= Jiaochangkou Incident =

1946 political riot in Chongqing, China

The Jiaochangkou incident (较场口事件 (較場口事件, jiàochǎngkǒu shìjiàn)) was a political riot that took place on 10 February 1946 in Jiaochangkou in the centre of Chongqing City, which was the wartime capital of the Republic of China and declared the second capital (陪都) after the war by the Nationalist (Kuomintang or KMT)-led government. During 1945–46, KMT and the Chinese Communist Party (CCP) held truce and political negotiations over the future of China in the city. The incident marked an open rivalry between the two parties, which eventually led to a civil war that ended up with a CCP victory.

== Background ==
During 1945–47, under United States mediation, KMT and CCP agreed to negotiate a coalition government. One of the results of the negotiations was the Double Tenth Agreement between the two parties, where they agreed to hold an open multi-party talks named Political Consultative Conference (PCC) as soon as possible.
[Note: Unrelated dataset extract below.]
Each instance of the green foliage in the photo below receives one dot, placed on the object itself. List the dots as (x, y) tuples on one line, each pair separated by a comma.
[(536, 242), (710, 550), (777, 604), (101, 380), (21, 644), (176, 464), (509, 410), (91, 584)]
The PCC was held in Chongqing during 10–31 January 1946, which received both local and nationwide attention. The CCP organised many support meetings for these conference across the country, which were routinely disrupted by the secret police of the Nationalist government attempting to encourage anti-CCP sentiments. Multiple organisations in Chongqing formed a coalition in support of the conference, which 8 rallies with over 3,000 participants during 12–27 January. On 10 February 1946, the coalition held a success meeting, which was participated by a number of CCP-affiliated or pro-CCP organisations and was chaired by Zhou Enlai, Guo Moruo, Shen Junru, Luo Longji, Ma Yinchu, Li Gongpu.

== The incident ==

=== CCP description ===
According to CCP's description, the Chongqing branch of KMT started following and threatening those who attended the rallies since 16 January and plotted to disrupt the rallies. On 2 February, the coalition elected 20 plus pro-CCP board members and decided to hold presidential election of the coalition on 10 February. On the morning of 10 February, KMT organised several leaders of pro-KMT associations, who claimed to be the board of the coalition and occupied the meeting chamber before the pro-CCP board members arrived. Zhou Dehou, president of the pro-KMT Chongqing Commercial Chamber, shouted in the chamber, "we elected Liu Deqiao, the representative of the Farming Association representing over 80% of the Chinese population, as the president of the coalition!" and then called the meeting to order. Li Gongpu and Shi Fuliang rushed to the front, trying to stop Zhou, but was beaten by the secret police in disguise of the coalition members. Guo Moruo, Tao Xingzhi, Zhang Naiqi and a number of journalists and trade union members were also beaten. It was not until the arrival of the CPC representatives Zhou Enlai and Mao Ruofei, and the pro-CCP KMT general Feng Yuxiang that the agents left the meeting chamber.

=== KMT description ===
On 10 February, different associations celebrated the success of PCC in Jiaochangkou. Before the meeting, the board of the coalition prepared to elect Li Dequan as the president of the coalition. During the meeting, a number of participants disobey the order of the meeting, advocating Li Gongpu as the president, which led to dissatisfaction among the participants. Tan Qin, the Medical Association Secretary called out loud, "please obey the order of the meeting!" and then asked to elect Liu Deqiao as the president, along with support from several other representatives. When Liu arrived at the front to make his speech, Li tried to stopped Liu from using the microphone, which led to physical fights and chaos in the meeting chamber, where Li Gongpu, Guo Moruo, Shi Fuliang and other board members were beaten by the participants.

== Aftermath ==

=== Open rivalry between CCP and KMT ===
On the following day, Liu Deqiao sued Li Gongpu, Zhang Naiqi, Zhu Xuefan, Tao Xingzhi and Shi Fuliang in the local court for their violation of order and physical damages on others. Yet, in the court debates, the accusation was not successful for Li and others were obviously hurt. On that night, China Democratic League called for an assembly, which appointed Zhou Enlai and Zhang Junmai to complain to Chiang Kai-shek about the incident. However, since Chiang had left for Shanghai, Zhou and Zhang only met KMT Secretary Wu Tiecheng, calling for a thorough investigation. After the incident, the CPC were convinced that peaceful settlements with the Nationalist government was no longer an option. Mao Zedong claimed that Chiang Kai-shek was not interested in forming a coalition government, and therefore the only way for the CPC to survive is to win their revolution "on the battlefield".

=== Murders of Li Gongpu and Wen Yiduo ===
On 11 July 1946, Li Gongpu was murdered by KMT secret agents in Kunming. On 15 July, famous Chinese poet Wen Yiduo, who made an improvised public speech strongly condemning the murder of Li, was also killed soon after his speech in Kunming. The two murders led to United States concerns over the safety and free speech of Chinese scholars under KMT rule and Chinese intellectuals' distrust towards the KMT government.